The Python side has its own environment managed by uv inside the container (scripts/stencil_gen/pyproject.toml, Python ≥ 3.11). No separate setup — uv run provisions it on first use.


3. Building the C++ solver

The correct, from-scratch procedure (run from /workspace):

cmake -S . -B build -G Ninja -DCMAKE_BUILD_TYPE=RelWithDebInfo -DBUILD_TESTING=ON
cmake --build build

Useful variants:

cmake --build build --target shoccs-exe   # just the solver binary
cmake --build build --target t-heat       # a single test executable

Build options (CMake): BUILD_TESTING (default ON, gates Catch2 + all t-* targets), BUILD_BENCHMARKS (default OFF; turn on to build benchmarks/), SHOCCS_TPL_DIR (optional extra prefix for finding TPLs; unused in the devcontainer since spack provides everything). C++ standard is C++20.

Real dependencies (all from the spack view via find_package): Lua, sol2, fmt (≥8), pugixml (≥1.10), spdlog (≥1.9), cxxopts, Catch2 v3, Boost (only the header-only mp11), lapackpp, and Kokkos. Catch2 is required only when BUILD_TESTING=ON; google-benchmark only when BUILD_BENCHMARKS=ON.

BUILD STATUS — fixed 2026-06-04 (was a known blocker). A fresh build now compiles and ctest passes 47/48. Full history and the one remaining failure are in docs/CLEANUP_PLAN.md §0/§0a.

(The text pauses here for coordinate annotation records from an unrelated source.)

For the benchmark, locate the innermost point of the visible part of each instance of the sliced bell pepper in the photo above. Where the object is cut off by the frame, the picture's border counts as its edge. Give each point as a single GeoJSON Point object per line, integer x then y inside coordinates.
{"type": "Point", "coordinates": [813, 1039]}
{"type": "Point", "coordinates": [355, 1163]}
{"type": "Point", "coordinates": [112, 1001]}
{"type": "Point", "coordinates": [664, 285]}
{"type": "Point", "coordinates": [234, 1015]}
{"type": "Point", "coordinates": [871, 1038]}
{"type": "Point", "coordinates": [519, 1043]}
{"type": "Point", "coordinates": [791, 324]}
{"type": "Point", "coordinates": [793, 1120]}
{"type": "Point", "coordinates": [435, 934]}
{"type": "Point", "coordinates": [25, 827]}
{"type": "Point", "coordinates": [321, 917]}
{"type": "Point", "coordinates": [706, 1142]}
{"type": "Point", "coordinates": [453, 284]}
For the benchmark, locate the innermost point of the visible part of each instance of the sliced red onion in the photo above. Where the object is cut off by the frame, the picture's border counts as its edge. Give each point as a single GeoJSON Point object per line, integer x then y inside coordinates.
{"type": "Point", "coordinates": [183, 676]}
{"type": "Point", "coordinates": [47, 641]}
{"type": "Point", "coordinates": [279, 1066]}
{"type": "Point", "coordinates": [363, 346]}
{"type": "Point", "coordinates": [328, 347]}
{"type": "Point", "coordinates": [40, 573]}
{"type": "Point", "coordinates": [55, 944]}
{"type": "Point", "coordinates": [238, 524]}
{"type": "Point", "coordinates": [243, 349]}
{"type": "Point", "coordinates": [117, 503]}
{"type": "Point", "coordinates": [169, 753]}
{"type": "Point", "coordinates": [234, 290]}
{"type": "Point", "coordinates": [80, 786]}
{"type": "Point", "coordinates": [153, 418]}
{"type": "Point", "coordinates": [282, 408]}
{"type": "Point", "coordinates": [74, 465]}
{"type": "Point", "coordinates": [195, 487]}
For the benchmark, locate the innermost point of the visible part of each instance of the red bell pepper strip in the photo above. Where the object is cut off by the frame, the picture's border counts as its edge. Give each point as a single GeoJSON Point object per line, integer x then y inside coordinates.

What was wrong (Kokkos 5.1.1 Graph API). The shoccs-dev spack env's Kokkos floated from the pinned 5.0 up to 5.1.1, which changed the Kokkos::Experimental::create_graph overload set. The code called the old 2-argument create_graph(execution_space{}, closure) form — 18 errors across operators, systems, and t-graph_poc. Fix applied: all 17 call sites were migrated to the templated 1-arg form create_graph<execution_space>(closure) (in derivative.cpp, laplacian.cpp, heat.cpp, scalar_wave.cpp, graph_poc.t.cpp); the node-building methods and all numerics are unchanged.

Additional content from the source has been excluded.